March 14, 2019, 12:55 PMUpdated: March 14, 2019, 8:55 PM

A Stanford University student who was named as a lead plaintiff in a lawsuit against a number of universities involved in the admissions-bribery scandal has been dropped from the case.

The original March 13 complaint was the first to be filed over a college cheating scandal in which parents, coaches, and college administrators at highly-selective universities allegedly conspired to gain admission of students through the payment of bribes and other inducements.

Lawyers for the students amended the complaint March 14 to add students who were denied admission to the highly-selective schools and instead attended less selective universities.

The students say in their complaint filed in the U.S. District Court for the Northern District of California that they were denied a fair opportunity to apply for admission at USC, Stanford University, the University of Texas at Austin, and other colleges.

A complaint originally filed in the case claimed that two Stanford students--Erica Olsen and Kalea Woods--were denied admission at Yale and USC. The amendment removing Olsen came less than 24 hours after the lawsuit was filed and may reflect a legal weakness noted by a class action attorney.

“It seems premature to say a Stanford degree was devalued and that you could prove devaluation on a class wide basis,” Steve Berman, managing partner of Hagens Berman Sobol Shapiro, a prominent national class action law firm, told Bloomberg Law.

“Is a Stanford student who gets a Rhodes suffering from devaluation?” Berman asked. “(Does) a Stanford student who goofs off have a devaluation from his or her efforts or by the scandal?”

They Didn’t Get What They Paid For

But attorneys who filed the lawsuit say they have a case. “The students who filed the complaint didn’t receive what they paid for—to participate in an application process free of fraud. According to the complaint, these schools represented that their admission process would be based on the applicants’ merits, considering their character and performance. Instead, the students allege that what they got was a process tainted by bribes and school officials who failed to assure an honest application process,” a spokeswoman for Zimmerman Reed LLP said.

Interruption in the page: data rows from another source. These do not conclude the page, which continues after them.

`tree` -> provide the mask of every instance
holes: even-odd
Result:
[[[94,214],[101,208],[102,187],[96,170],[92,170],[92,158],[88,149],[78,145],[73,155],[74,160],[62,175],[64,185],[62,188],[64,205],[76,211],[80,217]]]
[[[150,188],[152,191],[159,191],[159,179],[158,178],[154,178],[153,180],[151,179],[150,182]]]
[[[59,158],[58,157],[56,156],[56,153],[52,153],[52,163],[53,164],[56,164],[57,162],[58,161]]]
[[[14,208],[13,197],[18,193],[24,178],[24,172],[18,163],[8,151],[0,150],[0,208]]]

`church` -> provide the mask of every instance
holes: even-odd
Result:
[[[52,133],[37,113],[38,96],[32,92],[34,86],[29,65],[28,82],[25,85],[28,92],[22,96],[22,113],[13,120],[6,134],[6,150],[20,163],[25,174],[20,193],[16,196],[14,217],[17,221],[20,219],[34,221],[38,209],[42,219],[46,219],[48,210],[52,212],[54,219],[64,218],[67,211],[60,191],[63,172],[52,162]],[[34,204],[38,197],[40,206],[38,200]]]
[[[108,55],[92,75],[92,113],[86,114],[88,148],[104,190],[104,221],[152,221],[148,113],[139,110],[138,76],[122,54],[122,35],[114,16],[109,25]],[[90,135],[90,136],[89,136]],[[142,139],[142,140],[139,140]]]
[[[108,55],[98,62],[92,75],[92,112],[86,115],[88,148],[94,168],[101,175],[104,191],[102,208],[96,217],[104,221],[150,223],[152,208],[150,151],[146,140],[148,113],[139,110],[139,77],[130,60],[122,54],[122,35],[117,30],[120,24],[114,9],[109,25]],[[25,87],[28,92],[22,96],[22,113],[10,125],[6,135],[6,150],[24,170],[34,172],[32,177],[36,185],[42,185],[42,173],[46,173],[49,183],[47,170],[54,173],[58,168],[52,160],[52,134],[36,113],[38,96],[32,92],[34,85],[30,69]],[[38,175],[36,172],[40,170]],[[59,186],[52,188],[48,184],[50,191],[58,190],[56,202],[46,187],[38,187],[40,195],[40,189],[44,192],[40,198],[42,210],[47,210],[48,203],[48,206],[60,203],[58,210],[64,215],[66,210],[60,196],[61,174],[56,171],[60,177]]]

“It’s a straightforward claim and a simple remedy. The students want their money back. They request that anyone who paid an application fee to any of the eight named universities but was denied admission gets their application fee returned,” she said.

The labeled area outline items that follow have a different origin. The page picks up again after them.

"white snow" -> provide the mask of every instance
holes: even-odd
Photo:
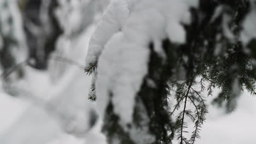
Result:
[[[149,44],[165,57],[163,39],[185,43],[181,23],[190,22],[189,8],[197,4],[197,1],[112,1],[91,38],[86,58],[86,68],[98,62],[95,87],[101,117],[111,101],[120,124],[126,129],[132,123],[135,98],[148,73]]]
[[[99,57],[96,91],[102,116],[111,93],[114,112],[120,117],[120,123],[131,122],[135,97],[147,74],[149,43],[153,42],[154,50],[164,57],[161,47],[164,38],[184,43],[185,33],[181,23],[190,21],[189,8],[196,6],[196,3],[112,1],[91,38],[86,59],[88,66]]]

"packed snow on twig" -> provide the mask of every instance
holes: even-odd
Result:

Many of the universities named in the suit didn’t reply to March 14 requests for comment, but the University of Texas at Austin denounced the scheme in a statement sent to Bloomberg Law.

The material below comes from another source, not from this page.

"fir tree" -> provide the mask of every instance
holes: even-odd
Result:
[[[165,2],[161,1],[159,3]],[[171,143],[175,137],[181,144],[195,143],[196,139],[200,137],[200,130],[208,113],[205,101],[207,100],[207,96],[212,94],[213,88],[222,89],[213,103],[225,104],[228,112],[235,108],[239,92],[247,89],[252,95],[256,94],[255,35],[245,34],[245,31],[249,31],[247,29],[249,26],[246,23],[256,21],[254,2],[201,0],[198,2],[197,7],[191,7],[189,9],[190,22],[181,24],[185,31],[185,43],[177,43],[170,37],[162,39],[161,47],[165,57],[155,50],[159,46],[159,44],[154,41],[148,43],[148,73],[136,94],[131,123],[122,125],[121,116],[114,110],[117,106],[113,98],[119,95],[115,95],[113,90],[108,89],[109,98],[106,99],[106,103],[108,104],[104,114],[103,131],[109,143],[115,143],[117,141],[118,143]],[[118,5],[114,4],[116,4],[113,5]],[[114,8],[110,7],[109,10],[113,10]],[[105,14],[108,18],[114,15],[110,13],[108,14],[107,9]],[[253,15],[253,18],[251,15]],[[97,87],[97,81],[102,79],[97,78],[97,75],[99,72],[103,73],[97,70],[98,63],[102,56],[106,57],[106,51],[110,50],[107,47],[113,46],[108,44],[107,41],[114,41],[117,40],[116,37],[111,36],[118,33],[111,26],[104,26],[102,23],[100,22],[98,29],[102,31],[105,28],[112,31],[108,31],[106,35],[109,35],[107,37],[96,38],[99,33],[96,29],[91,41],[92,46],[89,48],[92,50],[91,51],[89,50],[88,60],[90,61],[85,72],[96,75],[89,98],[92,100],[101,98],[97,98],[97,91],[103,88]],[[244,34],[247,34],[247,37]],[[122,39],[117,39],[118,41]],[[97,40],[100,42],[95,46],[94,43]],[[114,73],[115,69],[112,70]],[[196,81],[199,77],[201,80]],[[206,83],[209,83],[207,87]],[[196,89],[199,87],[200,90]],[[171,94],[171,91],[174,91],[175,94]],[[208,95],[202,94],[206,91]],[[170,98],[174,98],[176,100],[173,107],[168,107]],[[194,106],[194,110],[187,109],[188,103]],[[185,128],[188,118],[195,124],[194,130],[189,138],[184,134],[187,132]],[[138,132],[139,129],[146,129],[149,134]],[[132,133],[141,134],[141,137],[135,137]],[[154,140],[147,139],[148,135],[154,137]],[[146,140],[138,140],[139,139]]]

“Like many students and families across the country, we are also outraged that parents, outside actors and university employees may have committed fraud surrounding admissions at universities,” spokesman JB Bird said.

“The University of Texas has a thorough, holistic admissions process,” he said. “The actions alleged by federal prosecutors against one UT employee were not in line with that policy and may have been criminal. They do not reflect our admissions process.”

A spokeswoman for the University of San Diego said the university was looking into the complaint, but didn’t comment further. A spokesman for Stanford said the suit is “under review.”

The Scheme

USC, UCLA, and Stanford are among the universities enmeshed in the criminal case filed by the U.S. Attorney’s Office in Boston.

Prosecutors say some wealthy parents in the scheme were able to claim tax deductions of purported donations funneled through Key Worldwide Foundation, a Newport Beach, Calif.-based nonprofit.

William Singer, a college admissions consultant at the center of the scheme who pleaded guilty to racketeering and other charges March 12, is also named as a defendant in the complaint.

Singer facilitated cheating on college entrance examinations at a rate of $15,000 to $75,000 per test, with payments structured as donations to KWF, the class complaint states.

As a result of the alleged fraudulent bribery schemes, “unqualified students found their way into the admissions rolls of highly selective universities, while those students who played by the rules and did not have college-bribing parents were denied admission,” the complaint states.

They also allege their degrees are diminished because of Stanford’s involvement in the alleged scandal.

Olsen, for example, claims that “her degree is now not worth as much as it was before, because prospective employers may now question whether she was admitted to the university on her own merits, versus having rich parents who were willing to bribe school officials.”

The complaint names as defendants USC, Stanford, and Yale, as well as the University of California Los Angeles, the University of San Diego, the University of Texas at Austin, Wake Forest University, and Georgetown University.

Causes of Action: Civil Racketeering, 18 U.S.C. §1962(c); Cal. Consumers Legal Remedies Act, Civil Code §§1750-1784; California Unfair Competition Act, Cal. Bus. and Prof. Code §§17200-17209; negligence

Relief: Compensatory damages with interest; punitive damages; recoupment of admissions fees; claw-back of illegal payments; attorneys’ fees; and court costs

Potential Class Size: The complaint proposes a class comprising all individuals who, between 2012 and 2018, “paid an admission fee to one or more of these universities, with respect to an admission application that was rejected by the university.”

Attorneys: The Medler Law Firm APC and Zimmerman Reed LLP represent the plaintiffs.

The case is Olsen v. Singer, N.D. Cal., No. 19-cv-01351, amended complaint 3/14/19.